2002 Denver Annual Meeting (October 27-30, 2002)

Paper No. 13
Presentation Time: 8:00 AM-12:00 PM

OXYGEN ISOTOPE CONSTRAINTS ON FLUID INFILTRATION ASSOCIATED WITH HIGH TEMPERATURE--LOW PRESSURE METAMORPHISM (CHUGACH METAMORPHIC COMPLEX), EOCENE SOUTHERN ALASKA FORE-ARC


BOWMAN, John R., Univ Utah, 135 S 1460 E Rm 719, Salt Lake City, UT 84112-0111, SISSON, Virginia B., Dept. of Earth Science, Rice Univ, MS-126, Houston, TX 77005-1892, VALLEY, John W., Dept. of Geology and Geophysics, Univ. of Wisconsin, Madison, WI 53706 and PAVLIS, Terry L., Univ New Orleans, 2000 Lakeshore Dr, New Orleans, LA 70148-0001, jrbowman@mines.utah.edu

The Chugach Metamorphic Complex (CMC) is a high-temperature/low-pressure metamorphic belt developed in the Eocene forearc of southern Alaska. A transect along Tana Glacier shows 18O/16O depletion of quartz (£ 4 permil) with increasing metamorphic grade in both rock matrix and associated veins. These 18O/16O depletions are too large to result from closed system effects of increasing temperature. Instead, these depletions indicate infiltration of an external reservoir of lower d18O, hot aqueous fluid at some stage(s) in the thermal and deformational history of the CMC. The concordant decrease in d18O values of quartz from both rock matrix and associated veins indicates that the fluid infiltration occurred prior to, or during formation of the quartz veins. In turn, this fluid infiltration must have preceded the deformation of the quartz veins. Textural relationships among deformation fabrics, multiple generations of low d18O quartz veins, and metamorphic index minerals indicate that the metasediments of the CMC experienced at least two stages of fluid infiltration and associated 18O/16O depletion.
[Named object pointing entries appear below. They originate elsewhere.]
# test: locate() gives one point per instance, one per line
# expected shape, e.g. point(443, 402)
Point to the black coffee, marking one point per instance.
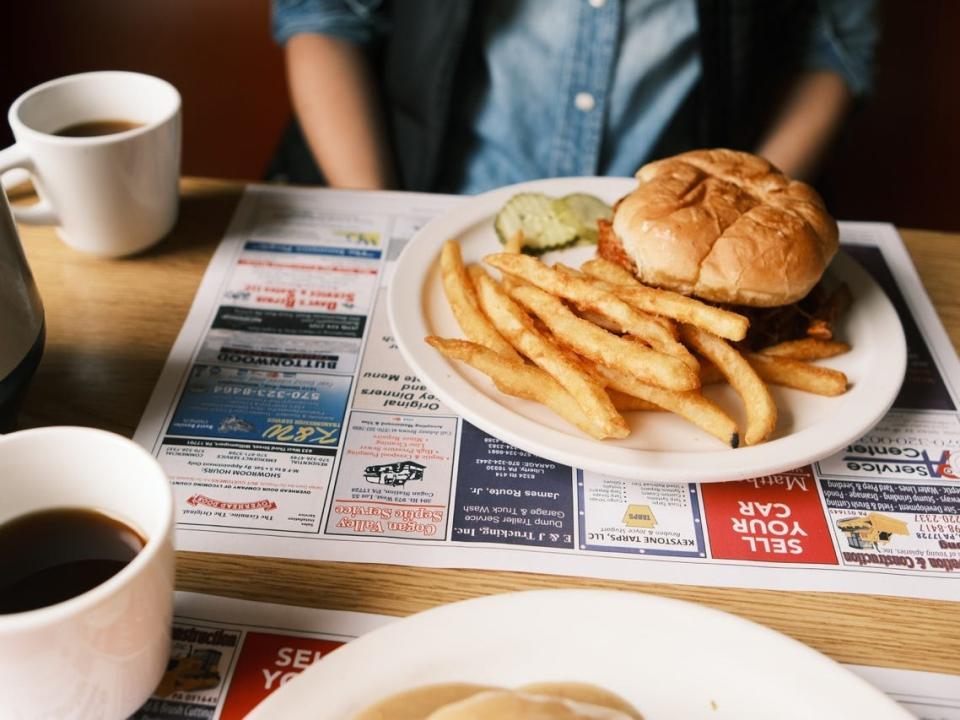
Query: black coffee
point(93, 128)
point(50, 556)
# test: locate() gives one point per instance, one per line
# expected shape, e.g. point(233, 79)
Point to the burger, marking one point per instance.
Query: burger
point(731, 229)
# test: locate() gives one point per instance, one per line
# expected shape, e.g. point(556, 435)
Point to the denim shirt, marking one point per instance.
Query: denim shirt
point(577, 87)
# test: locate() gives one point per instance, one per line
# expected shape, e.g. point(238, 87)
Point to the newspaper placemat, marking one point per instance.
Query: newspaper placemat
point(290, 426)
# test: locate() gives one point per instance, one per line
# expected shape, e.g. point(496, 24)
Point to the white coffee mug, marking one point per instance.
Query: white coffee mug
point(109, 195)
point(102, 653)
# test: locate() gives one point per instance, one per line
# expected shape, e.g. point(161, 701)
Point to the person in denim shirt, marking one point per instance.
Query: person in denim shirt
point(458, 96)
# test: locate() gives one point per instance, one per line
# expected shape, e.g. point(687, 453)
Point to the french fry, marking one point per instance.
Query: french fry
point(515, 325)
point(627, 403)
point(710, 374)
point(761, 410)
point(798, 375)
point(598, 345)
point(612, 288)
point(690, 405)
point(583, 293)
point(807, 349)
point(515, 377)
point(461, 295)
point(724, 323)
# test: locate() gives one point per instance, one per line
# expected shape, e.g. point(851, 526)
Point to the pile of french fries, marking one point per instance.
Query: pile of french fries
point(593, 342)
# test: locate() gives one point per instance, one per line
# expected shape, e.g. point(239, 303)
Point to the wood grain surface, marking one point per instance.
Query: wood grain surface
point(110, 325)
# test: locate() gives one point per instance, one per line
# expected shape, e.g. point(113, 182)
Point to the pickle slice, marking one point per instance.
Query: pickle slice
point(587, 209)
point(546, 223)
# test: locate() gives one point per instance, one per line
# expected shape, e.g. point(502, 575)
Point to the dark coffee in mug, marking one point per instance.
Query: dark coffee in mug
point(93, 128)
point(50, 556)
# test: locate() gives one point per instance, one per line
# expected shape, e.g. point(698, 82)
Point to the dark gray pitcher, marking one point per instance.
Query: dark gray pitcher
point(21, 320)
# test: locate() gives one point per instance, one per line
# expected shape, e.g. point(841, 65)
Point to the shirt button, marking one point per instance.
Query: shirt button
point(585, 102)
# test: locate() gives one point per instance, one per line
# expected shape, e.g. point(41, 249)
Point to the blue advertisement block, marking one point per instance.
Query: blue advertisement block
point(506, 495)
point(243, 404)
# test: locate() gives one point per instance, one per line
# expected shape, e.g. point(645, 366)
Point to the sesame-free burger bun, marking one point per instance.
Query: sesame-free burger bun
point(722, 225)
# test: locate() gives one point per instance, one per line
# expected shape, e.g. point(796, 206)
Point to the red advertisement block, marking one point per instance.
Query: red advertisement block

The first stage occurred prior to or during the second deformation (D2) which was near the thermal peak for intermediate grade zones (andalusite, staurolite). The second stage occurred after D2 but prior to the third deformation (D3), and before the thermal peak of metamorphism for the high grade core of the CMC (sillimanite zone schists and gneiss). The combination of structural, petrologic, and isotopic evidence argue against the existence of a single, geometrically simple fluid flow system operating at the scale of the exposed metamorphic section at Tana Glacier, and at the thermal peak of metamorphism.
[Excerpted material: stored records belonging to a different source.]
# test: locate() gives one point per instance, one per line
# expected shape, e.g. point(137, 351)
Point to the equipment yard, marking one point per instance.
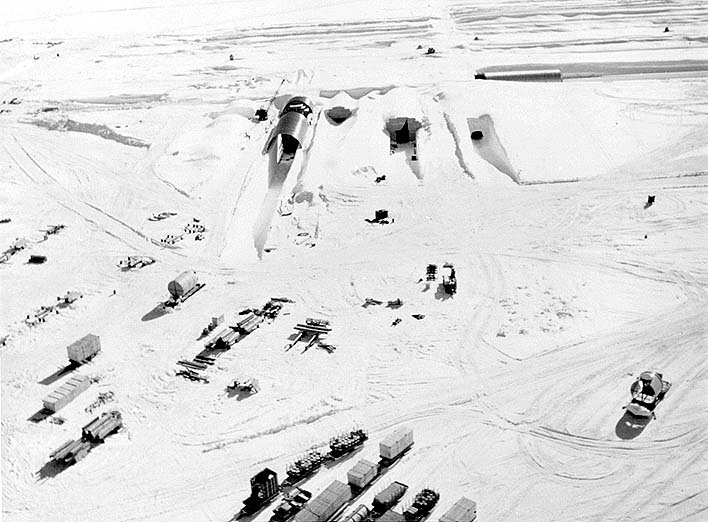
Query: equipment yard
point(490, 220)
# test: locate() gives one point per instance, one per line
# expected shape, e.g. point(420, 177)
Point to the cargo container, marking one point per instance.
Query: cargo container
point(391, 516)
point(464, 510)
point(83, 349)
point(183, 284)
point(250, 323)
point(396, 444)
point(388, 497)
point(362, 473)
point(100, 427)
point(326, 504)
point(71, 451)
point(360, 514)
point(66, 393)
point(264, 488)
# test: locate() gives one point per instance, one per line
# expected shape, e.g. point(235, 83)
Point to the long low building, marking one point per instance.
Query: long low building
point(326, 504)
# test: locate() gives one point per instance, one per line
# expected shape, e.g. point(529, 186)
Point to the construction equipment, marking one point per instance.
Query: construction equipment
point(647, 391)
point(312, 328)
point(423, 503)
point(304, 466)
point(183, 287)
point(291, 504)
point(247, 385)
point(449, 279)
point(380, 217)
point(215, 321)
point(131, 262)
point(264, 488)
point(161, 216)
point(346, 443)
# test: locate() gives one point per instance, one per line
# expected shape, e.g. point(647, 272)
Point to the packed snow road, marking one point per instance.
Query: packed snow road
point(135, 127)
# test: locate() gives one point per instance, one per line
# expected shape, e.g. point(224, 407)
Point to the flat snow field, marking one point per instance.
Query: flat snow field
point(568, 285)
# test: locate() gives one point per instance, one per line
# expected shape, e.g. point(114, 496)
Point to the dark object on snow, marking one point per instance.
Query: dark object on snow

These infiltrating fluids were most likely exchanged with hot igneous intrusions emplaced into the CMC during its prograde development. Thus, the detailed structural, thermal, and oxygen isotope record of these rocks indicates that magmatic heating is most likely responsible for this episode of high temperature, low pressure, Buchan metamorphism.